月の下で、君と

 輝いていた。月が、ギラギラと。風情のない明るさを放っていた。

「パパに見つかっちゃったみたい」

 彼女が笑う。白いワンピースが、風に揺れる。すっと、彼女の細い腕が持ち上がり、ぺちんと、僕の額にデコピンする。

「ね、今まで楽しかったわね」

 楽しかったのは君だけで、僕はただずっとつきあわされていただけだと、言わずにおいて頷いた。頷いたまま、何故だか顔を上げられなかった。彼女の足が近付いてきて、僕の前髪に、何かが触れる。

「君は」

 俯いたまま僕は呟く。

「君は結局何者だったんだろう」

 独り言なのか問いなのか自分でもわからなかったけれど、彼女は答えてくれた。

「だから言っているじゃない、私は×××よ」

 だけど肝心なところが聞きとれない。彼女はなんと言ったのだろう。彼女は、何なのだろう。

 彼女との出会いも、月の輝く夜だったと思い出す。いや、今夜ほどじゃあなかったけれど。あの夜眠れなかった僕は、家にいても退屈で、近所のコンビニに出かけた。自動ドアが開くと、店員が堂々と居眠りしていて、立ち読みしていたらしき客も雑誌を放り出して床で眠っていて、その中で彼女だけが、立ってスイーツを選んでいた。でも入店音で僕の来たのに気付いたのだろう、ショートケーキを手に取りながら、ゆっくりこちらを向いて。

「不眠症?」

 そう、訊いてきたのだ。

「今、何を考えているの?」

 その台詞が、彼女の思い出と混ざりかけたけれど、今の彼女が発したものだと気付いて、顔を上げた。目の前に、彼女の顔がある。

「もしかして、眠っていた?」

「いや、違うよ」

「でも、もう眠れるのでしょう?」

 僕は少し間をおいて、うん、と答えた。

 彼女と会う時、周囲の人達は皆眠りについている。電車やバスには乗れないのよ、危ないからと彼女は言う。彼女の傍で眠らないのは、僕くらいのものだった。でもそんな僕は今、正直とても眠いのだ。

「もう、眠って良いのよ」

「でも」

 でも眠りから覚めた時、彼女はきっといなくなっている。まだ君と話したい。お金をコンビニのレジに置いて、ショートケーキを公園で食べたい。
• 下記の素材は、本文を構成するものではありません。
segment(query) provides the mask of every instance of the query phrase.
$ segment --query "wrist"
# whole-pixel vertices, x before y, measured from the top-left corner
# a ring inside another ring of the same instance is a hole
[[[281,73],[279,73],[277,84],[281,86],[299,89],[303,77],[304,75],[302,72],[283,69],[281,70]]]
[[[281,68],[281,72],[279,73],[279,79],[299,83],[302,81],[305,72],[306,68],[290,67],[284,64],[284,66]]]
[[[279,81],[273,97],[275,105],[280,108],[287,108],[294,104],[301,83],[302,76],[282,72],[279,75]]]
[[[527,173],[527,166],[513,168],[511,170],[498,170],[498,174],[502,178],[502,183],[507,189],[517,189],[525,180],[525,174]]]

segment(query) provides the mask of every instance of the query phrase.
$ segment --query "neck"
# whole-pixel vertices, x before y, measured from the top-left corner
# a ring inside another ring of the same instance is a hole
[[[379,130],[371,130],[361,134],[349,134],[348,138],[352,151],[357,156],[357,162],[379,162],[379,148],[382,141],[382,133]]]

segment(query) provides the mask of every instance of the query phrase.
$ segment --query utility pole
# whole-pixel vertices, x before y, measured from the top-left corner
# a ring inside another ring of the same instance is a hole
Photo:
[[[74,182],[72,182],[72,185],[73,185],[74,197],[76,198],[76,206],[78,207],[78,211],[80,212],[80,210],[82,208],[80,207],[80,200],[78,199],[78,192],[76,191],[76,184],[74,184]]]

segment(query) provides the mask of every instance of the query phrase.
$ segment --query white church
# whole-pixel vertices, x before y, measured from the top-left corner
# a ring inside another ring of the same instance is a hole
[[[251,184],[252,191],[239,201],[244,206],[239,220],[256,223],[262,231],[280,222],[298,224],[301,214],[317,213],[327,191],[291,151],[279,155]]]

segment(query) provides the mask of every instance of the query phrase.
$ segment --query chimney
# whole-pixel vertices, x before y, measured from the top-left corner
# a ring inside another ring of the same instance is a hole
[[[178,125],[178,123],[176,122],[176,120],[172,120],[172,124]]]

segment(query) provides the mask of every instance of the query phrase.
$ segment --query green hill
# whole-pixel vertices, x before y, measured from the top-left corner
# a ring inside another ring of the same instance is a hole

「でも貴方が眠らなくても、私は結局帰るしかないのよ」

 僕が何を言いたいか、僕が何をしたいのか、彼女は全部わかっているのだと思う。わかっていても、帰ってしまうのだ。何処へ。何処へ彼女は帰るのだろう。

「君の家は何処?」

 訊ねると、彼女は上を指さして、僕が見上げると、月がギラギラと眩しくて。

 その瞬間、僕は眠気に負けて、地面に倒れ込んだ。

「バイバイ、楽しかったわ」

 彼女の声を聞きながら、僕は眠り込んだ。